The FBI has located additional documents with classified markings in a search of US President Joe Biden’s home in Delaware, and also took possession of some of his handwritten notes, his lawyer has said.
Bob Bauer said the Justice Department (DOJ) conducted the search at Mr Biden’s Wilmington residence on Friday. The president voluntarily allowed the FBI into his home, there was no search warrant, and the search lasted about 13 hours.
The Justice Department “took possession of materials it deemed within the scope of its inquiry, including six items consisting of documents with classification markings and surrounding materials, some of which were from the president’s service in the Senate and some of which were from his tenure as vice-president,” Mr Bauer said in a statement.
The prosecutors also “took for further review personally handwritten notes from the vice-presidential years”, he said.
The level of classification, and whether they remained classified, was not immediately clear as the Justice Department reviews the records.
Generally, classified documents are declassified after a maximum of 25 years. But some records are of such value they remain classified for far longer, though specific exceptions must be granted. Mr Biden served in the Senate from 1973 to 2009.
The search followed more than a week after Mr Biden’s lawyers found six other classified documents in his home library from his time as vice-president, and nearly three months after lawyers found a small number of classified records at his former offices at the Penn Biden Centre in Washington.
Though Mr Biden has maintained “there’s no there there” on the document discoveries, they have become a political liability as he prepares to launch a re-election bid, and they undercut his efforts to portray an image of propriety to the American public after the tumultuous presidency of his predecessor Donald Trump.
The president and First Lady Jill Biden were not at the home when it was searched on Friday.
Mr Bauer said the FBI had asked the White House not to comment on the search before it was conducted. He said the FBI “had full access to the president’s home, including personally handwritten notes, files, papers, binders, memorabilia, to-do lists, schedules, and reminders going back decades”.
Assistant US Attorney Joseph Fitzpatrick said the FBI had executed “a planned, consensual search” of the president’s residence in Wilmington.
Speaking to reporters during a trip to California on Thursday, Mr Biden said he was “fully co-operating and looking forward to getting this resolved quickly”.
He added: “We found a handful of documents were filed in the wrong place. We immediately turned them over to the Archives and the Justice Department.”

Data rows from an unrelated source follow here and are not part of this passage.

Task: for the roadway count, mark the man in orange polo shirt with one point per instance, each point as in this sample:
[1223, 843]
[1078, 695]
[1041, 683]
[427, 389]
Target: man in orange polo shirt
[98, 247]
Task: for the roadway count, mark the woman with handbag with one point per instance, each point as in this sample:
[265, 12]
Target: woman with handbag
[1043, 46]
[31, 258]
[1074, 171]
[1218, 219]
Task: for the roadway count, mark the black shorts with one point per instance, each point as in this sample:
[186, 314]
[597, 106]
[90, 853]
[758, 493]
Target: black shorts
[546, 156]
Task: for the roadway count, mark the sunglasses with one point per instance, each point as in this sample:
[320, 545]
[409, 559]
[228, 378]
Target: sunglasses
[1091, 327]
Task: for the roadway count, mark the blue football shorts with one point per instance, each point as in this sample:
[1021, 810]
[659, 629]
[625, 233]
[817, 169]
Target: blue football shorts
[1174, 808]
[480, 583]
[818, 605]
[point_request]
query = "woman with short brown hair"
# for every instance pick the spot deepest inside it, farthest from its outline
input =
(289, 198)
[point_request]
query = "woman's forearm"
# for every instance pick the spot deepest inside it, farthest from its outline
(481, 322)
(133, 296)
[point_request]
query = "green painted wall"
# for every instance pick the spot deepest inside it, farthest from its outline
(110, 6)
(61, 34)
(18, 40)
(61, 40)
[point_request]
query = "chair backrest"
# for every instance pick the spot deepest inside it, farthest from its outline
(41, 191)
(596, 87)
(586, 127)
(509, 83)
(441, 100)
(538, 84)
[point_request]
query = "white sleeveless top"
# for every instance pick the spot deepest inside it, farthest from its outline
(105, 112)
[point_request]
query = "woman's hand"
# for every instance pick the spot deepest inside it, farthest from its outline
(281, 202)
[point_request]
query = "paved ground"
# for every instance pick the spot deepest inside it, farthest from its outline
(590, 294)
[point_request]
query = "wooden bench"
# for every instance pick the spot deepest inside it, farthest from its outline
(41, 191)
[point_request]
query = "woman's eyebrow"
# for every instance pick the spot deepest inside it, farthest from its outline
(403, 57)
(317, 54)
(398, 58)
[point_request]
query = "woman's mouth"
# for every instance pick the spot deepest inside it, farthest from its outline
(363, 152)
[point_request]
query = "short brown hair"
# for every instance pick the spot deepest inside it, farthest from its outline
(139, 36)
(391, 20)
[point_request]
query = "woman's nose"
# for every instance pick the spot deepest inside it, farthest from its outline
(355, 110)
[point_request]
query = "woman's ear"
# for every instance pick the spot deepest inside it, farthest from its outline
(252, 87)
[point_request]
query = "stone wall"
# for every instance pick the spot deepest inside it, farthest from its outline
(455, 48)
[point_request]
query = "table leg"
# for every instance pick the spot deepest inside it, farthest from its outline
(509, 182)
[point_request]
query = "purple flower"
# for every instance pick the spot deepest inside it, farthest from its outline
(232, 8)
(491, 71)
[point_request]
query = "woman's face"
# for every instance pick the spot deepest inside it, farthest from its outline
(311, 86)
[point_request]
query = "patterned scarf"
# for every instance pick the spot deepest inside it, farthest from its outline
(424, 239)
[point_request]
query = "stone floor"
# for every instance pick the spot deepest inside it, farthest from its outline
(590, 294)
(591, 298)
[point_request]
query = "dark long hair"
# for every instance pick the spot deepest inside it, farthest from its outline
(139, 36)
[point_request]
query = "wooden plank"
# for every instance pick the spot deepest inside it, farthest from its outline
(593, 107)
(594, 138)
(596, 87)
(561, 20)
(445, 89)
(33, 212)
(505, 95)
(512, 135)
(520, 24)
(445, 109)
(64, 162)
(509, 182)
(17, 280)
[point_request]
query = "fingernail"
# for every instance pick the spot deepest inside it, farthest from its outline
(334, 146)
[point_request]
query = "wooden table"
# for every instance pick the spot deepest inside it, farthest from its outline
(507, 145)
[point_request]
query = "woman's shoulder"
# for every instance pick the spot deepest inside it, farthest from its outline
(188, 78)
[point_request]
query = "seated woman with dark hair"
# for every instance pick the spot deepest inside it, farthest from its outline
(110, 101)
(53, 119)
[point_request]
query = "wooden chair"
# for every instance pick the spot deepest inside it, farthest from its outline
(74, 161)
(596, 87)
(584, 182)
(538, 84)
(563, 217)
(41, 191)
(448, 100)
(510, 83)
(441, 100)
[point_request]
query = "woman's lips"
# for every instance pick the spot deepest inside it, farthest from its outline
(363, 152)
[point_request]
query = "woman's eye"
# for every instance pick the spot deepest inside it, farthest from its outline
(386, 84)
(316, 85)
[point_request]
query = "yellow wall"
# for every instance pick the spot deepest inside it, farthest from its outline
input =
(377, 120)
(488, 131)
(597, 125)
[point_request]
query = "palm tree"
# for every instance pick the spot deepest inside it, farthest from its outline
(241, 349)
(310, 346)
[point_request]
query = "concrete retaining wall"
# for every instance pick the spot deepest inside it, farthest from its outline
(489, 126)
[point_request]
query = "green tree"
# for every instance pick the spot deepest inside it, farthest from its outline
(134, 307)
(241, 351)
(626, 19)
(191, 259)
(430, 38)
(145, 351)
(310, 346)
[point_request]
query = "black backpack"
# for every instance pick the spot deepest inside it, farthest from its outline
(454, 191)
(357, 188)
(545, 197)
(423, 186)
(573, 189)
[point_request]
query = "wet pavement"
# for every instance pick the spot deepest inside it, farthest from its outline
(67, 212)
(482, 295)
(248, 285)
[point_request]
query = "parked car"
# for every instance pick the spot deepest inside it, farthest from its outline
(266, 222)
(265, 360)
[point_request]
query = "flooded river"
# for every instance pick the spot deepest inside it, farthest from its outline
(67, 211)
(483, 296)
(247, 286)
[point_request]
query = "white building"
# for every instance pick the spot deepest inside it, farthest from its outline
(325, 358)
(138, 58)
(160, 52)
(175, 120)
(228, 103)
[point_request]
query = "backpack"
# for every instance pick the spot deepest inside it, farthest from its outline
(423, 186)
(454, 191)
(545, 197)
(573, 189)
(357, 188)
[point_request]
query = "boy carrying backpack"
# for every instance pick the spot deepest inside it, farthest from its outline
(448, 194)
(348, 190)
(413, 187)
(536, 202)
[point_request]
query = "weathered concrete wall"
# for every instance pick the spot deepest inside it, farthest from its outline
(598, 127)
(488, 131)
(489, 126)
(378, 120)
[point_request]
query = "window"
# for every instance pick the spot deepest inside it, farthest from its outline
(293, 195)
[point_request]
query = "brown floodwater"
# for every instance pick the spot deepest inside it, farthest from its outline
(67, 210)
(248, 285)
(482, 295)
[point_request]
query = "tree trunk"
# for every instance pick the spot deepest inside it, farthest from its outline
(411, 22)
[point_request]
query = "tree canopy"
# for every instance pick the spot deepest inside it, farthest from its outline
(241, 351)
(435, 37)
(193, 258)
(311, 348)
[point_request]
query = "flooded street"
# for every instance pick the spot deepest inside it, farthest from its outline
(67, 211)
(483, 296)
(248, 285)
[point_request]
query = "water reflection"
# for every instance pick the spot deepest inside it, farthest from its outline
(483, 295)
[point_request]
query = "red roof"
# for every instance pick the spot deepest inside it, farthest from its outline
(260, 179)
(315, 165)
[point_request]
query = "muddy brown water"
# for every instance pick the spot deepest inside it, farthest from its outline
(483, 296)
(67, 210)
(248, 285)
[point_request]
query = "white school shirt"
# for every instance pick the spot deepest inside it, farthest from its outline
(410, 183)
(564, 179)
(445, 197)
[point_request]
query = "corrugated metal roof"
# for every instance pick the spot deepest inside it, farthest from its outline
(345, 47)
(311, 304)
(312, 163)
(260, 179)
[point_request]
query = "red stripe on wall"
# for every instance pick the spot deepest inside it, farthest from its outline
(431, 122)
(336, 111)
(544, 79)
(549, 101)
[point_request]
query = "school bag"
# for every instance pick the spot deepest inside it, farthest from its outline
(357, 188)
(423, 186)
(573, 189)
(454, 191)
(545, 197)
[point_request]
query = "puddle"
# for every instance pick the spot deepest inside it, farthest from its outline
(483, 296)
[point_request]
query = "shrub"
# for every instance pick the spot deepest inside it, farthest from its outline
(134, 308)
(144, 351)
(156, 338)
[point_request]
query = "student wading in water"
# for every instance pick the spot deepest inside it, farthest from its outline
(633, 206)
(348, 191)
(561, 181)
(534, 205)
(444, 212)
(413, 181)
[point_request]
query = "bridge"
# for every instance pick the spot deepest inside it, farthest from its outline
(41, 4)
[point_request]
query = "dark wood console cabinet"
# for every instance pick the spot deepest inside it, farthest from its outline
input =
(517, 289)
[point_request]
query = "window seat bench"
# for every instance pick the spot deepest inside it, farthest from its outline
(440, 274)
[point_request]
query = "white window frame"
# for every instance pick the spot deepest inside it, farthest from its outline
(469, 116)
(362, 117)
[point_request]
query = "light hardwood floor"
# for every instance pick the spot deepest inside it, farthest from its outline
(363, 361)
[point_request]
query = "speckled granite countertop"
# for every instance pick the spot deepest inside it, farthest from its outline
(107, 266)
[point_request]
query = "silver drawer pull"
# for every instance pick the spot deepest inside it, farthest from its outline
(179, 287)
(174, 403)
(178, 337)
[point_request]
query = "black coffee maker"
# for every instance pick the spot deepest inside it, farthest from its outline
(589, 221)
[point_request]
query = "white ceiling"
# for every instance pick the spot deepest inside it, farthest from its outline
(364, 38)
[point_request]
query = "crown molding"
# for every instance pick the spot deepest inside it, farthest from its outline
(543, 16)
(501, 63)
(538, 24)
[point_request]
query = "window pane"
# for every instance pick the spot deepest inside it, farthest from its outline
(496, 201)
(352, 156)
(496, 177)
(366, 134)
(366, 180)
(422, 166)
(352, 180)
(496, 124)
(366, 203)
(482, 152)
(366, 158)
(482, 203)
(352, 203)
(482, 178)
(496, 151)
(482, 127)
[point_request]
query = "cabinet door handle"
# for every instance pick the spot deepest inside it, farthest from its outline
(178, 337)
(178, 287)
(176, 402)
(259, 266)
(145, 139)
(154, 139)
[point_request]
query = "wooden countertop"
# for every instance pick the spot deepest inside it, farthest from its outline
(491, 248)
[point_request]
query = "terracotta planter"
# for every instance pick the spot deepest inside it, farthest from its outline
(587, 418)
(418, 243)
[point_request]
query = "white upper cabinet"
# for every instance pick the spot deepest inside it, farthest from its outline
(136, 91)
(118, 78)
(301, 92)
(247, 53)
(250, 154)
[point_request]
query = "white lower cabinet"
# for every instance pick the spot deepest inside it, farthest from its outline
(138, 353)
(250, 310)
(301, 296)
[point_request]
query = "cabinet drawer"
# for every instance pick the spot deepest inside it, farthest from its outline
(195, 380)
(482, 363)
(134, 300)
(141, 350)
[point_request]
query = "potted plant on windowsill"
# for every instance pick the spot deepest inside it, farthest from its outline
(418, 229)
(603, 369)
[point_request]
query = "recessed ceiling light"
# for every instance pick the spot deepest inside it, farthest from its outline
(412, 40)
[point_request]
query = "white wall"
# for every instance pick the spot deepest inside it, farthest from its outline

It remains to be seen whether additional searches by federal officials of other locations might be conducted. Mr Biden’s personal attorneys previously conducted a search of his residence at Rehoboth Beach in Delaware and said they did not find any official documents or classified records.
The Biden investigation has complicated the Justice Department’s probe into Mr Trump’s retention of classified documents and official records after he left office.
The Justice Department says Mr Trump took hundreds of records marked classified with him upon leaving the White House in early 2021 and resisted months of requests to return them to the government, and that it had to obtain a search warrant to retrieve them.
But the Biden document discoveries and the investigation into Mr Trump are significantly different. Mr Biden has made a point of co-operating with the Justice Department probe at every turn, though questions about his transparency with the public remain.
For a crime to have been committed, a person would have to “knowingly remove” the documents without authority and intend to keep them at an “unauthorised location”. Mr Biden has said he was “surprised” that classified documents were uncovered at the Penn Biden Centre.
White House lawyer Richard Sauber said on Saturday: “Since the beginning, the president has been committed to handling this responsibly because he takes this seriously.
“The president’s lawyers and White House counsel’s office will continue to co-operate with DOJ and the special counsel to help ensure this process is conducted swiftly and efficiently.”